PROVIDENCE — The drug-fueled drive to be bigger, faster and stronger — or leaner and prettier — has trickled all the way down from the pros through college and high-school athletics to kids’ sports.
“A friend of mine told me of a father injecting his 7-year-old son for pee wee football,” Don Hooton Jr. told the boys and girls of Mount Pleasant High School on Wednesday morning.
That was just one of many eye-opening anecdotes from the vice president of education for the Taylor Hooton Foundation during a fast-paced 50-minute presentation that commanded the attention of his young audience. He also said the median age of new steroid users is 15 and that kids as young as 10 and 11 are starting dietary supplements; that one energy drink can contain nearly 8 times the caffeine of a 12-ounce can of Coke; that one-fifth of anabolic steroids contain heavy metals such as lead, mercury and zinc; that non-athletes are using performance enhancers to look more attractive and feel better about themselves, and that the biggest increase in use is among high-school girls.
None of this is good, he said.
Hooton’s involvement in the campaign to educate American youth “about the dangers of anabolic steroids and appearance- and performance-enhancing drugs” stems from the 2003 suicide of his brother Taylor, an aspiring pitcher in Plano, Texas. He was 17 and going into his senior year of high school when he hanged himself. At the time of his death he was battling depression after having injected himself with anabolic steroids for weeks.
Taylor was proof that steroid users don’t have to be huge and boast 24-inch biceps. A photograph on the foundation website shows a handsome, fit-looking young man in a Yankees cap in his batting stance. And baseball was in his family’s blood. His cousin Burt Hooton pitched in the major leagues, and his brother played in college.

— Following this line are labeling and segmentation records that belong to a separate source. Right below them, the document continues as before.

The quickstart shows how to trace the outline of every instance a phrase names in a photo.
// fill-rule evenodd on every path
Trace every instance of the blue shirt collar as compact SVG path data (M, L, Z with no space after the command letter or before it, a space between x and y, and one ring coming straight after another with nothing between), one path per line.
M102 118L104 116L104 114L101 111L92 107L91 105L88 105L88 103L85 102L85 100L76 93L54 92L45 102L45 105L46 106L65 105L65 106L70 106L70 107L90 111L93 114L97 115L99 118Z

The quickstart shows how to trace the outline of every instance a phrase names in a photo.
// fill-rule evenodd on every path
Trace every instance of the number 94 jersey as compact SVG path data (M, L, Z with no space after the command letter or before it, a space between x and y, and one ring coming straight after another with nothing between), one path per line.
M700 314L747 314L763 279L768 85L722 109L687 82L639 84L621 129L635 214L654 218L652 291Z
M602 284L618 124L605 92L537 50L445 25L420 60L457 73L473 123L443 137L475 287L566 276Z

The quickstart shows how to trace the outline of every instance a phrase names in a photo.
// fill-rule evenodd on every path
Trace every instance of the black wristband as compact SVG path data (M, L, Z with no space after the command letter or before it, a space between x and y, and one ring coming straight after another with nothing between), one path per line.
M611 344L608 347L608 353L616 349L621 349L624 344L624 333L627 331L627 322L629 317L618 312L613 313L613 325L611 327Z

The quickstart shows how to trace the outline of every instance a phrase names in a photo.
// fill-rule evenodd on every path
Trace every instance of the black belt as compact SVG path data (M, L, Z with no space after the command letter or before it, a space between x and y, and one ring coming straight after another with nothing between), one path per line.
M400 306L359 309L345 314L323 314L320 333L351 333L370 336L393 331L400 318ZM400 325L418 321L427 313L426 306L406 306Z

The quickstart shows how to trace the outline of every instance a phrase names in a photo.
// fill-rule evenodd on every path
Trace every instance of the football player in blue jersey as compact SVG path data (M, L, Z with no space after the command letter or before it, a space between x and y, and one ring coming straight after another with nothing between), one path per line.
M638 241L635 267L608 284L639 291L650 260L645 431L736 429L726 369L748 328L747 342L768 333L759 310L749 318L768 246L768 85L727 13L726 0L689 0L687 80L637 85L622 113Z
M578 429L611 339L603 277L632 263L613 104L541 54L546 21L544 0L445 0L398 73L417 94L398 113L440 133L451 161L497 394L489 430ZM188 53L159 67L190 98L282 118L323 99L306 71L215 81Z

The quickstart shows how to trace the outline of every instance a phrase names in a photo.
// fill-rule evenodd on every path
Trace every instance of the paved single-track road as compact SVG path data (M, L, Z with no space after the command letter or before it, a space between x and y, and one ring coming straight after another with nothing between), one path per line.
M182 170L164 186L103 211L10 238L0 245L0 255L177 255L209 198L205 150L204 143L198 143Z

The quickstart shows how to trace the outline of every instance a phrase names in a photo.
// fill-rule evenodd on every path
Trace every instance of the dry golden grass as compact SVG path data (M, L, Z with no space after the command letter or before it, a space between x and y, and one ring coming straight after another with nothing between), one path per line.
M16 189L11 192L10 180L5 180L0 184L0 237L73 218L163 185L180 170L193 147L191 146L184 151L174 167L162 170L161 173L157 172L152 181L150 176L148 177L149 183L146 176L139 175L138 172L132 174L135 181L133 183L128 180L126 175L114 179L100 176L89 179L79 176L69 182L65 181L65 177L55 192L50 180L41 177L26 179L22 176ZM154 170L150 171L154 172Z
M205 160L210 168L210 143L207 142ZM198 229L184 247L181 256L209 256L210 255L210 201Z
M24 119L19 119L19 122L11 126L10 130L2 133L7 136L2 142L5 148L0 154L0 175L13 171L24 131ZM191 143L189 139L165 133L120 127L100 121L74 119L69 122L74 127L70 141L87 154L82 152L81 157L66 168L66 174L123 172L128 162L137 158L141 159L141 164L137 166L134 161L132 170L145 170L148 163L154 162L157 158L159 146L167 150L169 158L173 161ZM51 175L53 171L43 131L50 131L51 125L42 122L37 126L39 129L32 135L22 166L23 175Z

“He was a great kid,” Don said of his kid brother. “He was funny. He was a good student with a 3.75 grade-point average. He was popular. He was always the first one to make his friends laugh. He was an athlete. He and my father were looking at colleges.”
But Taylor wanted to be the No. 1 pitcher for Plano West as a senior, so he started using. Finding the steroids was easy; half the players on the bench used them, Don said. By the spring of his junior year Taylor’s behavior had changed. He was more aggressive. His parents arranged treatment with a psychiatrist, and after six visits Taylor confessed that he was injecting himself with anabolic steroids. He stopped, and the ensuing depression drove him to commit suicide. Three thousand kids attended his funeral.
Steroids are not the only dangers tempting young people. Ubiquitous energy drinks and pre- and post-workout mixes can be hazardous.
“Please stay away from these products. There are other ways to get your energy,” Hooton said. He posted a slide listing natural sources of protein such as eggs, chick, fish and milk.
Popular culture has contributed to the increased use of supplements. Hooton showed “then and now” photos of comic book superheroes and well-known toy figures such as GI Joe, and the change in their physiques was stunning. The same was true of the female body building champions Ms. Olympia from 1980 to today.
“Those are bodies that are not attainable without using illegal performance-enhancing drugs,” Hooton said.
“There’s no organ in your body that these drugs don’t negatively affect,” he added.
Hooton urged his listeners to make healthy choices and to tell an adult if they hear a friend talk about hurting himself or herself. Maria Ogundolani, 16, a senior and volleyball player, heard him.
“I thought those 5-hour energy drinks were the best thing for you,” she said. “I drank one, and I was all over the place. I could feel my heart beating. I was so hyper. It tasted like medicine. The taste was gross.”
She has not had another.
“I have a protein shake at home. Now I’ll think twice about it,” said Gawain Normil, a 17-year-old senior and the right guard on the football team. “This was a good program for the students to inform them of steroids and how dangerous they are and the risk of everything.”
Daisy Velasquez, 17, a senior soccer player, learned “not ever to pick up drugs or steroids and if you see a friend do it, it’s not good for them and try to get help.”
These athletes agreed that there is little, if any, talk of steroid use among Kilties athletes, but Hooton and Mount Pleasant football coach Paul Rao warned that they may confront the issue when they get to college.
Hooton’s appearance at Mount Pleasant was one of several the Taylor Hooton Foundation has made in Rhode Island in the last month. He and his father have visited or will visit Cumberland, St. Raphael, Burrillville, Cranston East, Cranston West, Central Falls, Hope, Rogers, Tolman, Lincoln, Scituate, West Warwick and Barrington.
The Rhode Island Interscholastic League has sponsored the presentations through a grant from the Rhode Island Foundation for Operation Clean Competition.